Design Effective Assessments

Overview

Assessments can be used both to promote learning as well as provide useful insight into student progress toward a particular learning outcome. There are two general categories of assessments that highlight these different purposes: formative and summative.

Formative & Summative Assessments

Formative assessments are for learning. Their aim is to provide both the students and instructor with an idea of where their level of understanding is at the current moment, and enable the instructor to adjust accordingly to meet the emerging needs of the class. Formative assessments are typically “low stakes,” meaning that they are often ungraded or worth few points. In using formative assessments…

Instructors might consider: What evidence do I have that students in my course learned what I think they learned?* Do I need to re-explain that concept differently? Do I need to backtrack two steps and catch everyone up to where we are now? Do I need to change my pedagogical approach to engage this group of students?

Students might consider*: Which aspects of the course material should I spend more or less time on, based on my current understanding? What strategies am I using that are working well or not working well to help me learn? When I do an assignment or task like this again, what do I want to remember to do differently?
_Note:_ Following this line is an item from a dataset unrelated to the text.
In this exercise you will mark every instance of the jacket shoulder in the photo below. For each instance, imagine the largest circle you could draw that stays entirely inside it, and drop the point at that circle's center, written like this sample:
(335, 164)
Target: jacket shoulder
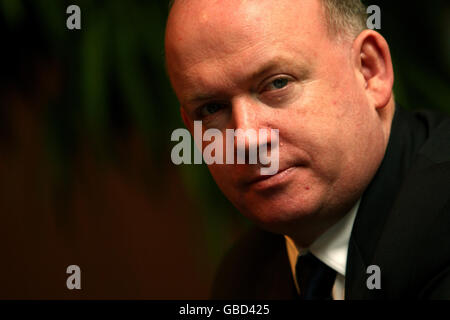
(256, 267)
What are some examples of formative assessments? There are many different ways to relatively quickly gauge student thinking, often referred to as classroom assessment techniques (CATs). These can include strategies like:

Summative assessments are used to evaluate a cumulation of student learning, likely at the end of a unit or course. Summative assessments commonly take the form of exams or final papers or projects. They are used to determine the level at which students achieved the expectations for their learning and to identify instructional areas that may need additional attention. Summative assessments are often “high stakes,” meaning that they have high point values. 

Assessment is not synonymous with grading. Grading is a means of evaluation based on a set of criteria, which may not always directly reflect measures of learning (e.g., attendance, participation). Graded and ungraded assessments can be used as evidence of student learning.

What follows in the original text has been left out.